Jason Beaubien, NPR
Ann and Don Bender's front yard is decorated with more than 3,600 flags to mark the number of U.S. military casualties in Iraq.
Ann and Don Bender's front yard is decorated with more than 3,600 flags to mark the number of U.S. military casualties in Iraq. Jason Beaubien, NPR
Sunday morning in Kansas City, Mo., Ann and Don Bender pushed 19 small American flags into the grass in front of their house. The new flags joined more than 3,600 already on their lawn to mark the number of U.S. military casualties in Iraq.
The display is in an affluent section of a reserved Midwestern city where political yard signs are rare.
The flags are arranged in a long strip 10 flags wide between the Bender's white fence and the road.
Don Bender has a huge yard but he's almost run out of space.
"We'll have to talk to our neighbor to see if we can expand into his yard if we have to," he says.

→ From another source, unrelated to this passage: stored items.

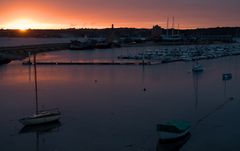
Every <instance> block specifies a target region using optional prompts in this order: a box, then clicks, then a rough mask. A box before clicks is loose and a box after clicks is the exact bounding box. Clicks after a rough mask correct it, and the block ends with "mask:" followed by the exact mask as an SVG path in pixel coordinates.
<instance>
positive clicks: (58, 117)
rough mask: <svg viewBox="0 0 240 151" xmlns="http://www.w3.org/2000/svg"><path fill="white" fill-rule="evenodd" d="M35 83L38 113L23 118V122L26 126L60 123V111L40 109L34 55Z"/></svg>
mask: <svg viewBox="0 0 240 151" xmlns="http://www.w3.org/2000/svg"><path fill="white" fill-rule="evenodd" d="M33 64H34V81H35V101H36V102H35V103H36V112H35V114H33V115H30V116H27V117H24V118H21V119H20V120H19V122H21V123H22V124H23V125H25V126H31V125H38V124H44V123H49V122H54V121H58V120H59V119H60V117H61V112H60V111H59V109H57V108H56V109H49V110H43V111H40V110H39V109H38V86H37V67H36V55H34V62H33Z"/></svg>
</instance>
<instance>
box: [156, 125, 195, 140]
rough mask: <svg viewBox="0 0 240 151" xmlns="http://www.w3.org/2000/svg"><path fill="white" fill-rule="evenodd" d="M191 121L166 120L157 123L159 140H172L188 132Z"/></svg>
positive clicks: (175, 139)
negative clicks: (158, 134) (163, 121)
mask: <svg viewBox="0 0 240 151" xmlns="http://www.w3.org/2000/svg"><path fill="white" fill-rule="evenodd" d="M190 128H191V123H190V122H188V121H166V122H162V123H161V124H158V125H157V131H158V134H159V140H160V141H162V142H164V141H174V140H178V139H180V138H182V137H184V136H186V135H187V134H188V133H189V130H190Z"/></svg>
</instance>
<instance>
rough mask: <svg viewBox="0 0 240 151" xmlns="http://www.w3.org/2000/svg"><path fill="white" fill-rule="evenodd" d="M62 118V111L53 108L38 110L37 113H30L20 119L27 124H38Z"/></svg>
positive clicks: (46, 122) (25, 124)
mask: <svg viewBox="0 0 240 151" xmlns="http://www.w3.org/2000/svg"><path fill="white" fill-rule="evenodd" d="M60 118H61V112H60V111H59V109H51V110H44V111H38V113H37V114H33V115H30V116H28V117H25V118H22V119H20V120H19V121H20V122H21V123H22V124H23V125H25V126H27V125H38V124H44V123H49V122H54V121H58V120H59V119H60Z"/></svg>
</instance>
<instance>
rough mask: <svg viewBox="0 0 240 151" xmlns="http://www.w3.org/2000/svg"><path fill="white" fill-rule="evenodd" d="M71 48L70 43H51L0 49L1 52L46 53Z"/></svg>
mask: <svg viewBox="0 0 240 151" xmlns="http://www.w3.org/2000/svg"><path fill="white" fill-rule="evenodd" d="M68 48H69V43H51V44H38V45H22V46H9V47H0V52H3V53H4V52H7V53H10V52H13V53H14V52H20V53H26V52H36V53H37V52H46V51H57V50H64V49H68Z"/></svg>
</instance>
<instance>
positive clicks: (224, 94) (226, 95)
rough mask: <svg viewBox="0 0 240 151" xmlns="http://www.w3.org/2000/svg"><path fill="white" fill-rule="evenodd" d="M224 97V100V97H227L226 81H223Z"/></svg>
mask: <svg viewBox="0 0 240 151" xmlns="http://www.w3.org/2000/svg"><path fill="white" fill-rule="evenodd" d="M223 94H224V99H225V100H226V97H227V81H224V92H223Z"/></svg>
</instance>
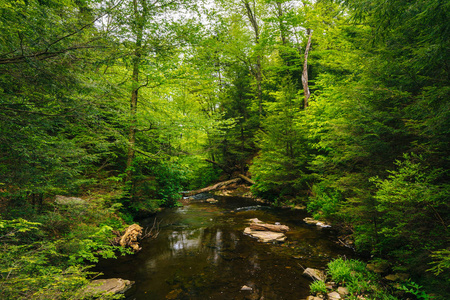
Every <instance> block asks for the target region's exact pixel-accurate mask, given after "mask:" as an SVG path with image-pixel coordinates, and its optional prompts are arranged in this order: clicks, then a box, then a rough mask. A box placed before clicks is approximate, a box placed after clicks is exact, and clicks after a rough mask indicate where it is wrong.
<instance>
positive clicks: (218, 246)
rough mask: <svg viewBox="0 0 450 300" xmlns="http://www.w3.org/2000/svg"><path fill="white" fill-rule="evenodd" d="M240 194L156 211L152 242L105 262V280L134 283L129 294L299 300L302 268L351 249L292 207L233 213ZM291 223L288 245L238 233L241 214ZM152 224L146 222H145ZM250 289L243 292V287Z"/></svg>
mask: <svg viewBox="0 0 450 300" xmlns="http://www.w3.org/2000/svg"><path fill="white" fill-rule="evenodd" d="M249 206H252V205H251V204H250V205H248V204H247V205H243V203H242V199H230V201H227V202H224V201H222V202H221V203H219V204H218V205H217V204H208V203H196V204H192V205H189V206H186V207H184V208H178V209H173V210H168V211H165V212H163V213H162V214H161V215H159V217H158V218H159V219H160V220H161V219H162V220H163V223H162V229H161V232H160V235H159V237H158V238H157V239H156V240H152V241H147V242H145V243H143V245H142V246H143V250H142V251H141V252H140V253H138V254H137V255H134V256H128V257H126V258H123V259H119V260H115V261H114V260H111V261H106V262H103V263H102V264H100V265H99V268H100V269H101V270H102V271H103V272H104V273H105V276H104V277H122V278H126V279H130V280H134V281H136V285H135V286H136V288H135V291H134V292H133V293H132V295H130V299H136V300H141V299H261V298H262V297H264V299H301V298H305V297H306V296H307V295H308V292H309V289H308V286H309V283H310V281H309V279H307V278H305V277H303V276H302V275H301V273H302V268H301V267H300V265H302V266H305V267H319V268H323V267H324V266H325V264H326V263H327V261H328V260H329V259H330V258H332V257H337V256H338V255H349V254H351V253H350V252H349V250H348V249H344V248H341V247H339V246H338V245H337V244H335V243H334V241H333V239H334V238H333V236H332V234H331V232H330V231H329V230H318V228H315V227H313V226H308V225H306V224H304V223H303V222H302V221H301V220H302V219H303V217H304V215H302V213H301V212H298V211H290V210H277V209H261V207H256V206H254V205H253V206H254V209H253V208H250V209H241V210H237V208H239V207H249ZM255 217H256V218H259V219H260V220H264V221H266V222H272V223H275V222H281V223H282V224H286V225H288V226H290V227H291V229H292V230H291V231H290V232H289V233H288V242H287V243H285V244H283V245H280V244H262V243H260V242H258V241H256V240H255V239H253V238H251V237H249V236H245V235H243V233H242V231H243V229H244V228H245V226H246V223H247V219H250V218H255ZM149 222H152V220H149ZM244 285H246V286H248V287H251V288H252V289H253V290H252V291H241V288H242V286H244Z"/></svg>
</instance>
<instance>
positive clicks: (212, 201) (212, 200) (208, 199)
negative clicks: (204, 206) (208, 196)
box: [206, 198, 219, 204]
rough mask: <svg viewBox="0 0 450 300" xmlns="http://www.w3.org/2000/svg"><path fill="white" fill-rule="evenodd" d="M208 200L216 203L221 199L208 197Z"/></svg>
mask: <svg viewBox="0 0 450 300" xmlns="http://www.w3.org/2000/svg"><path fill="white" fill-rule="evenodd" d="M206 202H208V203H212V204H214V203H217V202H219V200H216V199H214V198H208V199H206Z"/></svg>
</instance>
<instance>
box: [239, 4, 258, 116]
mask: <svg viewBox="0 0 450 300" xmlns="http://www.w3.org/2000/svg"><path fill="white" fill-rule="evenodd" d="M242 4H243V5H244V8H245V11H246V13H247V17H248V19H249V21H250V24H251V25H252V27H253V32H254V34H255V44H256V45H259V26H258V21H257V20H256V5H255V1H253V9H252V8H251V7H250V2H249V1H248V0H242ZM261 65H262V64H261V55H260V54H258V55H257V56H256V70H255V74H254V75H255V79H256V88H257V91H256V93H257V96H258V106H259V115H260V116H261V115H262V66H261Z"/></svg>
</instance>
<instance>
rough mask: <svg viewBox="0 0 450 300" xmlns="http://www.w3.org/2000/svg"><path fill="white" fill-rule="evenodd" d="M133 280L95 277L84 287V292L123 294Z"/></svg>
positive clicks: (99, 293)
mask: <svg viewBox="0 0 450 300" xmlns="http://www.w3.org/2000/svg"><path fill="white" fill-rule="evenodd" d="M133 284H134V281H130V280H126V279H122V278H108V279H96V280H92V281H91V282H90V283H89V285H88V286H87V288H86V292H87V293H89V294H94V295H98V294H104V293H108V294H123V293H125V292H126V291H127V290H128V289H129V288H130V287H131V286H132V285H133Z"/></svg>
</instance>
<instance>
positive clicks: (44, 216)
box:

As Don adds more flags, his wife Ann is updating the pair of simple black and white signs that bookend the rows. The new total is 3,632.
Ann and Don Bender, who both grew up in Kansas City, were hesitant about putting out the display. Ann notes that this is the Midwest where people usually don't like to call attention to themselves. And they've never done something like this before. But she says their frustration with the war in Iraq finally overcame their inhibitions.
"Our children hear us talk about it, express our unhappiness with what's going on," Ann says. "We finally thought they need to see us doing something, take a stand in some way."
The Benders originally put the flags out in the middle of the night on July 3.
They planned to take the display down after the Fourth of July, but they got so much positive response that they've decided to leave it up.
Veterans have stopped by to thank them. People have left notes.
Ann has found it surprisingly moving for her, too. One night, a storm knocked many of the flags over. She and Don went out to straighten them.
"It was my first exposure to starting at one end and working our way down. And I just became so overcome by 'every flag's got to be straight.' And every one of these is somebody who's died over there and their mothers would want their flags standing up straight."
The Benders aren't calling for an immediate pullout of U.S. troops.
Neither of them claims to have the answer for the war in Iraq. They say they simply don't know what the solution is, but in the meantime, they hope people who drive past their house each day remember how many American soldiers have died in the war.